LONDON, ONT --
The early days of the pandemic led teens to feel increased loneliness and many also started using substances like alcohol and cannabis more, according to new research.
The research done through Huron College and King’s University College at Western University, looked at the habits of 1,000 Ontario teenagers during the start of the pandemic.
The researchers found that teens were experiencing high levels of stress and loneliness, especially among those who perceived themselves to be less popular.
In many cases teens began turning to substance use with almost half (49.3 per cent) admitting to using substances while alone.
Roughly, 31 per cent of teens said they used substances virtually with friends and nearly 25 per cent said they met with friends despite isolation orders.
The research is being published in two papers, one in the Canadian Journal of Behaviour Science and the other in the Journal of Adolescent Health.
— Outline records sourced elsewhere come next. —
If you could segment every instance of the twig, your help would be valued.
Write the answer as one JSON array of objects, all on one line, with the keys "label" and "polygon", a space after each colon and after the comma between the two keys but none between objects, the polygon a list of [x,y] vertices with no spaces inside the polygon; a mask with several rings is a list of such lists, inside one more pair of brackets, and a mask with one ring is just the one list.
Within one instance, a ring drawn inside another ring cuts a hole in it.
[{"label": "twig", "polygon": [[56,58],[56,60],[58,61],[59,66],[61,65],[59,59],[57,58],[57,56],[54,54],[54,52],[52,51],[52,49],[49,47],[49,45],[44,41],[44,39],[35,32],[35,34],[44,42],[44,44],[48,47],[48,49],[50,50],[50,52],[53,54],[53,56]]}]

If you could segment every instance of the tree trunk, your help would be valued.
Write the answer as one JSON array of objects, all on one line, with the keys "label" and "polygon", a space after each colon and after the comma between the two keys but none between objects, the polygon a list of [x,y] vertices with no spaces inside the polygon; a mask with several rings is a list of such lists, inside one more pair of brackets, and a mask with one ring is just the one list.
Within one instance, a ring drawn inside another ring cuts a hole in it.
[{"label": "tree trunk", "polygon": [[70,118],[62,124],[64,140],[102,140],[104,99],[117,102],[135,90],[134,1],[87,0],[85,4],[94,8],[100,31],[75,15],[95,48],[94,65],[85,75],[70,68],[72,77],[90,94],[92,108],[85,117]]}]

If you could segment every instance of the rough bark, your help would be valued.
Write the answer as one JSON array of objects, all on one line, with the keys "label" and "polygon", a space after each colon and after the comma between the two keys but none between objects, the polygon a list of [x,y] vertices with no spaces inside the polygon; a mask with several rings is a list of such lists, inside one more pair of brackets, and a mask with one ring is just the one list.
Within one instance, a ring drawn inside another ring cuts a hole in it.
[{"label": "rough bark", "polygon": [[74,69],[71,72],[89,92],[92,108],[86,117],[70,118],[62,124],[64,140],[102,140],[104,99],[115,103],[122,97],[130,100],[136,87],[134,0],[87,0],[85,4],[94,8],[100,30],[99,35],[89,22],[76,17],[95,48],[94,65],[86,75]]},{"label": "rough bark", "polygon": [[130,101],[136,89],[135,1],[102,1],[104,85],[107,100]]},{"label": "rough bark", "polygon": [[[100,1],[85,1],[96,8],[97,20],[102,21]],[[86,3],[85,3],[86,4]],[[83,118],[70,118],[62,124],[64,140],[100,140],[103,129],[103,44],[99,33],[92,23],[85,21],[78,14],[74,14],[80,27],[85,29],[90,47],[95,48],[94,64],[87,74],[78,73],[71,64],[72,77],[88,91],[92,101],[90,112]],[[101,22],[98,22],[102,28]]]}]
“Life during social isolation is so vastly different than what teens typically experience,” said Dr. Tara Dumas, developmental psychologist and professor with Huron College.
During the early days of quarantine, 48 per cent of teens reported spending more than five hours per day on social media, and 12 per cent said they spent more than 10 hours per day.
Social media use was linked to depression amongst the teens studied, but not loneliness.
Perhaps unsurprisingly, loneliness was partially offset in teens who began spending more time with parents and siblings.
“These findings highlight promising ways to ameliorate feelings of loneliness among teenagers during social isolation,” said Dr. Wendy Ellis with King’s University College.
The second paper focused on substance use – and while teen’s frequency of substance use had increased, binge drinking or cannabis use had not.
“It’s important, I think, for parents to be aware if their teens are using substances alone, it may be a sign they are struggling with COVID-related fears or depressive symptoms,” said Dumas.